TUI fait confiance à Air Madagascar

Comme une bonne nouvelle ne vient jamais seule, la compagnie Air Madagascar, qui vient de recevoir l'aval de l'IATA d'utiliser à nouveau son réseau de commercialisation "Billing and Settlement Plan BSP en Europe, reçoit une bouffée d'oxygène de la part de Corsairfly. En effet, cette dernière, filiale du puissant groupe européen TUI premier mondial dans le tourisme avec Nouvelles Frontières, vient de dévoiler un pan de son plan "Plan take-off" mis en oeuvre en mars 2011. Ce plan consiste à renforcer la part de marché de Corsairfly dans l'Océan Indien et Madagascar fait partie des destinations pour les quelles Corsairfly veut étendre son réseau. Pourtant, selon Vincent Désobry, représentant de Corsairfly à Madagascar, "Air Madagascar est le pivot central de notre stratégie" car la compagnie malgache effectue encore les opérations au sol telles le stockage, le chargement et tout le personnel au sol pour les compagnies étrangères qui utilisent les aéroports malgaches, mais surtout que ces compagnies achètent des places sur les vols intérieurs d'Air Madagascar. Ce représentant a expliqué que Corsairfly n'a pas vocation à exploiter directement avec ses flottes ces vols internes, d'où ce renouvellement de confiance à Air Madagascar.

vendredi 3 juin 2011

CULTURE - ENTREPRISE



Ouverture du Jao's Pub à Ambolonkandrina Antananarivo


Le quartier d'Ambolonkandrina, attenant au site de l'Université d'Antananarivo n'est plus à présenter à ceux qui aiment sortir le soir, surtout que ce quartier est célèbre pour la diversité de ses habitants : c'est le fokontany (quartier) qui est le plus peuplé de Madagascar et en plus les 18 tribus de Madagascar y sont toutes représentées. L'endroit est vivant et en passe de devenir celui "qui ne dort jamais". Le célèbre Roi du Salegy, Jaojoby y vit depuis des décennies et ce père de 6 six enfants est très heureux d'y ouvrir le Jao' Pub, un cabaret bar qui sera géré par sa famille. Car c'est avant tout un business familiale comme Jaojoby a toujours géré ses affaires, même dans la chanson quand il a appuyé personnellement ses enfants à faire carrières dans le show business. Visiblement, Jaojoby est arrivé à l'apogée de sa carrière avec derrière lui 40 ans de scène et ça ne s'arrête pas là.

"On est au Jao’s Pub, un cabaret.

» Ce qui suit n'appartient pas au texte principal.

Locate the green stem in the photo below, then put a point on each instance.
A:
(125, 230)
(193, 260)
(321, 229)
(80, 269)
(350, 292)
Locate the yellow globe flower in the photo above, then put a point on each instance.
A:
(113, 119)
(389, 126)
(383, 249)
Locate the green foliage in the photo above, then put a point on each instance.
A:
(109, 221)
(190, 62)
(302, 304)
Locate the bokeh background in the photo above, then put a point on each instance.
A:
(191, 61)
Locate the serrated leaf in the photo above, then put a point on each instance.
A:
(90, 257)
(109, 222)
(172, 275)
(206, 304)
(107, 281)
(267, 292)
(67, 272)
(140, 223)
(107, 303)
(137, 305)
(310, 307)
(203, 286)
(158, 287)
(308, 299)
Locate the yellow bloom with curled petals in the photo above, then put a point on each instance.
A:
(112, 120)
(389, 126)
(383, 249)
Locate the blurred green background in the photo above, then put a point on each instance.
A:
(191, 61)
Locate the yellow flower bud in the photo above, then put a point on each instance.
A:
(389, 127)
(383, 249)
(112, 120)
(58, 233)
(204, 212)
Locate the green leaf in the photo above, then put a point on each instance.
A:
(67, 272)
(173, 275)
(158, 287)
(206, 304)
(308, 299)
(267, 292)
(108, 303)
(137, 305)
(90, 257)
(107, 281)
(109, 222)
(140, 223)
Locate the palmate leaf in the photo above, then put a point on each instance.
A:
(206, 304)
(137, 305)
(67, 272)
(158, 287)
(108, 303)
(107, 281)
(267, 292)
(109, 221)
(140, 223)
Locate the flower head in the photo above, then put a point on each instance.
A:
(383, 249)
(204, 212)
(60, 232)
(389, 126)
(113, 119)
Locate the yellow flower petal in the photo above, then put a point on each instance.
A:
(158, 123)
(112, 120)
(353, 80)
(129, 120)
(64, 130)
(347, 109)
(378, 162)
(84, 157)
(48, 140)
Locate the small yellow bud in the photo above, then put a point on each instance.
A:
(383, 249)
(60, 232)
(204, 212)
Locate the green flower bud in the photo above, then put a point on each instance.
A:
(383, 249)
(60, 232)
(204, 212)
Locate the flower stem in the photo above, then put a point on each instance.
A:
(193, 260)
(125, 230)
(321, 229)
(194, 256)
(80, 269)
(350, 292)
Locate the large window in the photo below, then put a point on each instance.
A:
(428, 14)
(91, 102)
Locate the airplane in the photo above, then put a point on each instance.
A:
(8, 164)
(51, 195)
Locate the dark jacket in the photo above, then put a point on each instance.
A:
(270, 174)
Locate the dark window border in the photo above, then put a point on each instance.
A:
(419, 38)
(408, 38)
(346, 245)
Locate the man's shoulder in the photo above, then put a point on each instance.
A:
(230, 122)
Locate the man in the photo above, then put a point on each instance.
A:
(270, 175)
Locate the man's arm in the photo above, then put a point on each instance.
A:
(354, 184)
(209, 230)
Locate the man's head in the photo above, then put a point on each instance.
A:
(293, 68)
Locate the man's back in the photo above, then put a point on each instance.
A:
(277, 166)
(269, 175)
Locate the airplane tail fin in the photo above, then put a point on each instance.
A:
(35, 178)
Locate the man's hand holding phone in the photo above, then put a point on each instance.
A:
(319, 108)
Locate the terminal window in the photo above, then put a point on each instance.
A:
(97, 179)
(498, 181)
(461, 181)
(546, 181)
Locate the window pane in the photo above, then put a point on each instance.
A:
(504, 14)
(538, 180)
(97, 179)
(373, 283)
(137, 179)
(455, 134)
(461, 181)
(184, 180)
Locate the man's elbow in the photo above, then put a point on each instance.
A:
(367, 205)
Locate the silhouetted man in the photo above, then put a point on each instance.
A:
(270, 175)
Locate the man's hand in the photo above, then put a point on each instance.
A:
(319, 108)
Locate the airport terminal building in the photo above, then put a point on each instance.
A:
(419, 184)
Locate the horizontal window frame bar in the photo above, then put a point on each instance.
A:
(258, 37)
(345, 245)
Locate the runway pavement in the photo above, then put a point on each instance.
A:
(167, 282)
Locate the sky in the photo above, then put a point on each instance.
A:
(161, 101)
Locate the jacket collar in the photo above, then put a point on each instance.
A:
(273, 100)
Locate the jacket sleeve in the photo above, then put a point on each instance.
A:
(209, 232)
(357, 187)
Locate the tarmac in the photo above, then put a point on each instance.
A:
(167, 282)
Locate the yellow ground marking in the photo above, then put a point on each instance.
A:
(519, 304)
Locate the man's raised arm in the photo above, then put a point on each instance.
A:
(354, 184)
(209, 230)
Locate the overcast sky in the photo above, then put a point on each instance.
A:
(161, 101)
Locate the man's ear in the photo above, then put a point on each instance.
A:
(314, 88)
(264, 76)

On va faire de la musique, ça sera surtout de la musique vivante. Il est sûr et certain que les musiques de Madagascar auront la part belle dans ce local. C’était mon rêve, de construire ici un cabaret depuis une dizaine d’années. Donc, le rêve s’est réalisé, avec l’aide de la famille", explique le chanteur en appuyant que cet endroit est construit pour ceux qui aiment la scène et la musique malgache. Ce sont ses filles qui dirigent les opérations, Charline qui animera l'endroit et Fatoma qui s'occupe de la gestion de l'ensemble. Avec la Jao's Pub, Jaojoby Eusèbe participe au développement de la localité déjà très vivante d'Ambolonkandrina, qui est déjà célèbre pour ses façades très colorées prêtes à des nuits de fête.